Re: Hidden references to Damon in Brett Anderson's Coal Black Mornings

Post by lumaka » 25 Sep 2019, 19:25

more on Damon, Blur, Britpop and 'Afternoons with the Blinds Drawn':

Brett Anderson: ‘I was never a great musician. My talent is that I never give up’

(…) However, Blur and Oasis came to dominate the movement. And although Anderson writes with self-recrimination about his career mistakes and amused hauteur when a Scottish spectator dismisses Suede as “effete Southern wankers”, he completely loses his composure when writing about Blur. He rails against “witless, opportunist mockneys — middle class ‘media geezers’ who had learned to drop their aitches and flatten their vowels . . . a cheap, beery, graceless cartoon bereft of passion or rage who cravenly hid feeling behind a brittle mask of irony”.

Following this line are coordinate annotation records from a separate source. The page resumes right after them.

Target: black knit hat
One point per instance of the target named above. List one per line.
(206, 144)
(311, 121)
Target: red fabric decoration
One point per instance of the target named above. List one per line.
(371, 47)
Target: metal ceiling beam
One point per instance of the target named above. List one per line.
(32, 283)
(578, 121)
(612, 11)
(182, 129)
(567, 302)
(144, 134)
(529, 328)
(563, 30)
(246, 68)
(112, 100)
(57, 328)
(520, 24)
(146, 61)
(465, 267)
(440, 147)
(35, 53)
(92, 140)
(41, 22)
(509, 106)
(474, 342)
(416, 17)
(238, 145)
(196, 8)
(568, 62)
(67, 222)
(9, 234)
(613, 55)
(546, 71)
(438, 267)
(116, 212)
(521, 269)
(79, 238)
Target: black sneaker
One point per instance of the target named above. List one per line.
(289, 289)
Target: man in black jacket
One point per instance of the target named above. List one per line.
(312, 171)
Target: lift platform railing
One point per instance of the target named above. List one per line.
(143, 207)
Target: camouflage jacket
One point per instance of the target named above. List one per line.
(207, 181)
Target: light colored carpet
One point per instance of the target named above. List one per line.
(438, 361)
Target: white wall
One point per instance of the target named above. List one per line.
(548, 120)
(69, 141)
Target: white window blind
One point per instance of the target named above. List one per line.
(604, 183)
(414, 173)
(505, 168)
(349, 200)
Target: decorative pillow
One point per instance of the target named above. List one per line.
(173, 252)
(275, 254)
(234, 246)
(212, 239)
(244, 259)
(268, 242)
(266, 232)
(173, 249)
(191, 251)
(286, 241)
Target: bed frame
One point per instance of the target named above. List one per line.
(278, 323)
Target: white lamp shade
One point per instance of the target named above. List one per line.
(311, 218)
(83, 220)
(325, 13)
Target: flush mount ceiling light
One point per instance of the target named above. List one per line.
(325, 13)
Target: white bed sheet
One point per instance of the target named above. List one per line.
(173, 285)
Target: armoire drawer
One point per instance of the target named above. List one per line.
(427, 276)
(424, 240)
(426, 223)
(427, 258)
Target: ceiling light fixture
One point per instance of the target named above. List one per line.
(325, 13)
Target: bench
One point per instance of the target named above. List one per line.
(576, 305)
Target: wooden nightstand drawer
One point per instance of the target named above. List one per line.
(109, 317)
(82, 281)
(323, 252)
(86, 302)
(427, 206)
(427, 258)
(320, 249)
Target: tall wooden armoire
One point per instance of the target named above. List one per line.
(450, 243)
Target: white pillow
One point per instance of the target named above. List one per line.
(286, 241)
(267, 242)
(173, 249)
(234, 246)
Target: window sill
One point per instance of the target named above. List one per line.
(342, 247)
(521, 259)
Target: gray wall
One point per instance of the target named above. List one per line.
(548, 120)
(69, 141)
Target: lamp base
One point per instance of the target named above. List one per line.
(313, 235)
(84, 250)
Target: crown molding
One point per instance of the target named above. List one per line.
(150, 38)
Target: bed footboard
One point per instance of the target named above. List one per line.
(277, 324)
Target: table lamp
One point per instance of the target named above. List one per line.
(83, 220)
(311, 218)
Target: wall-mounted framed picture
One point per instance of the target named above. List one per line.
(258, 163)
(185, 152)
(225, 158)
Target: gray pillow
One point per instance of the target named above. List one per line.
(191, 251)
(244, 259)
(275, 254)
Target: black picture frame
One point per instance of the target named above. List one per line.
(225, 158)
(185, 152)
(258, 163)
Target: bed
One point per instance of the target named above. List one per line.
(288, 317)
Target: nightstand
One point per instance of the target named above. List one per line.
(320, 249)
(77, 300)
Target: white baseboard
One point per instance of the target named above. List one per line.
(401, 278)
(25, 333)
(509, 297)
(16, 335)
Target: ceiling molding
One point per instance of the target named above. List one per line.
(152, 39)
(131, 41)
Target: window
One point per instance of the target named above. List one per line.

Hearing this invective read back to him, he gives a tight little cough. “I wanted to make the point that our debut album [Suede] was the first Britpop album and it set the tone. I was writing as a poor suburban wannabe, alienated and marginalised by the city. Suede’s music wasn’t celebration, it was documentation. It wasn’t ‘Carry on Cockney’, it was a Mike Leigh film. Then these other bands turned Britpop into a patronising celebration with ugly hints of nationalism and misogyny. By that I mean Loaded [the men’s magazine] and Men Behaving Badly [the sitcom] were in the ascendant and these bands got into bed with that. I am very proud that Suede were already writing about gender fluidity and sexual politics, which still feels very contemporary. I’m amazed these other bands are still taken seriously, they are such an anachronism.”

Many will feel the bile is partly because the co-founder of Suede — and Anderson’s ex-girlfriend — Justine Frischmann left him for the Blur frontman Damon Albarn (she found success with her band, Elastica, and works as an artist in the US). So much of Afternoons with the Blinds Drawn is written in a spirit of generous, forgiving retrospection, it seems incredible that he still cannot mention Albarn or Blur by name. “I choose not to. I don’t want to give it air time. It’s my memoir, not anyone else’s, and I stand by my right.”